MAYDAY, MAYDAY, MAYDAY
Distress. Grave and imminent danger needing immediate help — e.g. engine failure, fire.
Message content (after the prefix):
- Station addressed
- Your callsign
- Aircraft type
- Nature of the emergency
- Your intentions
- Position, level/altitude and heading
- Persons on board (POB)
- Any other useful information (e.g. your qualifications)
When it's resolved, cancel it: “<callsign>, cancel PAN-PAN / MAYDAY …” so ATC can release any priority handling.
Forced landing (engine failure)
An engine failure leading to a forced landing is a distress situation — declare a MAYDAY. But fly the aircraft first: best glide speed and choose a field, THEN make the call. Don't get drawn into a long conversation.
- MAYDAY, MAYDAY, MAYDAY
- Station addressed — the one you're working, or “any station” / 121.500 if not in contact with anyone
- Your callsign and aircraft type
- Nature: “engine failure, carrying out a forced landing”
- Your intentions and the field/area you're aiming for
- Position, heading and altitude
- Persons on board
- Squawk 7700
Priority order: Aviate → Navigate → Communicate. The radio call comes AFTER flying the aircraft and picking your field. Don't expect a reply — pass what you can.
Light signals
If you can't use the radio (e.g. a radio failure), the tower can direct you with light signals. The meaning differs depending on whether you're in the air or on the ground.
| Signal | In flight | On the ground |
|---|---|---|
| Steady green | Cleared to land | Cleared for take-off |
| Steady red | Give way to other aircraft and continue circling | Stop |
| Green flashes | Return for landing (a steady green will follow) | Cleared to taxi |
| Red flashes | Aerodrome unsafe — do not land | Taxi clear of the landing area in use |
| White flashes | Land at this aerodrome and proceed to the apron (after a steady green) | Return to your starting point on the aerodrome |
A red pyrotechnic / red flare means “do not land for the time being”. Acknowledge a signal by day by rocking your wings, and by night by flashing your landing/navigation lights. These are standard signals — verify against the current UK Rules of the Air / SERA.
Radio failure & MAYDAY relay
If the radio fails, keep flying the aircraft and squawk 7600 (or 7700 if it's part of a wider emergency). What you do next depends on which part has failed.

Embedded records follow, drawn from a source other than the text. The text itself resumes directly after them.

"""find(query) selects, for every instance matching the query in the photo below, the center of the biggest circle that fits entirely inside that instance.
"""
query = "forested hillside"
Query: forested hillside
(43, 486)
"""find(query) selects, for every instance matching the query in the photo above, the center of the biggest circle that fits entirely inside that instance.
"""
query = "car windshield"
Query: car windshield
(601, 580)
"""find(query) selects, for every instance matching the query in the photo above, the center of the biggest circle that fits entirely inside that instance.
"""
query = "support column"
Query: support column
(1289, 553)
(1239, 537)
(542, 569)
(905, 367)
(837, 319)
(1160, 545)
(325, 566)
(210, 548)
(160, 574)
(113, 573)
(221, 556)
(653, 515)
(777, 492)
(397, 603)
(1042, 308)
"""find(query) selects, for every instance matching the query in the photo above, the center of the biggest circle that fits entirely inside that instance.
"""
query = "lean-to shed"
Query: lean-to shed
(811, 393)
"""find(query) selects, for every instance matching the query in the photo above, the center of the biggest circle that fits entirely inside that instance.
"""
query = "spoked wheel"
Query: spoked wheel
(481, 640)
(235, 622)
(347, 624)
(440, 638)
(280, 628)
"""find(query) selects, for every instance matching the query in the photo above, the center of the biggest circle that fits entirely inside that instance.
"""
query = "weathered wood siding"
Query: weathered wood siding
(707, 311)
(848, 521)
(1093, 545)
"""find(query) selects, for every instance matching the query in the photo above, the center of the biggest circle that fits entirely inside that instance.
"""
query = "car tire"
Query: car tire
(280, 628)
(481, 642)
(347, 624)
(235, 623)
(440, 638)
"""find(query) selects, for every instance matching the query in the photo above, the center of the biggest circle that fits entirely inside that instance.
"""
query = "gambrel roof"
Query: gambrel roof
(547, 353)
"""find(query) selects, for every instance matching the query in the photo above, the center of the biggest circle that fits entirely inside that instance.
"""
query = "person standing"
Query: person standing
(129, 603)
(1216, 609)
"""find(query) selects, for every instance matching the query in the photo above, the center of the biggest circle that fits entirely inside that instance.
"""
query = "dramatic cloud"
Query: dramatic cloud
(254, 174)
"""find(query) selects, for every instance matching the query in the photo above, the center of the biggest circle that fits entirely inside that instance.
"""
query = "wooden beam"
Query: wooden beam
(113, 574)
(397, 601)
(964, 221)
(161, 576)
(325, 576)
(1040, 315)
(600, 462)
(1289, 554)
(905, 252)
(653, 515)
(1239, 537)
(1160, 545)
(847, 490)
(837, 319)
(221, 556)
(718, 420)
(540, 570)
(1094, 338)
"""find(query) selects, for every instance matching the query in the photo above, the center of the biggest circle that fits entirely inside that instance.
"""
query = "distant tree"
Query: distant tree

Receiver failed (you can still transmit)
Transmit your messages “blind”, prefixed “transmitting blind”, at the points you'd normally report, stating your intentions.
Transmitter failed (you can still receive)
Listen out and comply with instructions; acknowledge by an agreed means — press IDENT, or by day rock your wings and by night flash your lights.
Complete failure
Squawk 7600, follow your last clearance or the expected procedure, and look out for light signals from the tower.
MAYDAY RELAY: if you hear a distress call the controlling station hasn't acknowledged, or you need to pass one on behalf of an aircraft that can't, transmit “MAYDAY RELAY” (×3) and relay the distress message you heard.
Unsure of your position? Don't leave it too late — ask for help early: request a position fix or a QDM, or call for a Basic/Traffic Service. If you become genuinely lost or short of options it becomes an urgency (PAN-PAN), or a distress (MAYDAY) if you're in real difficulty.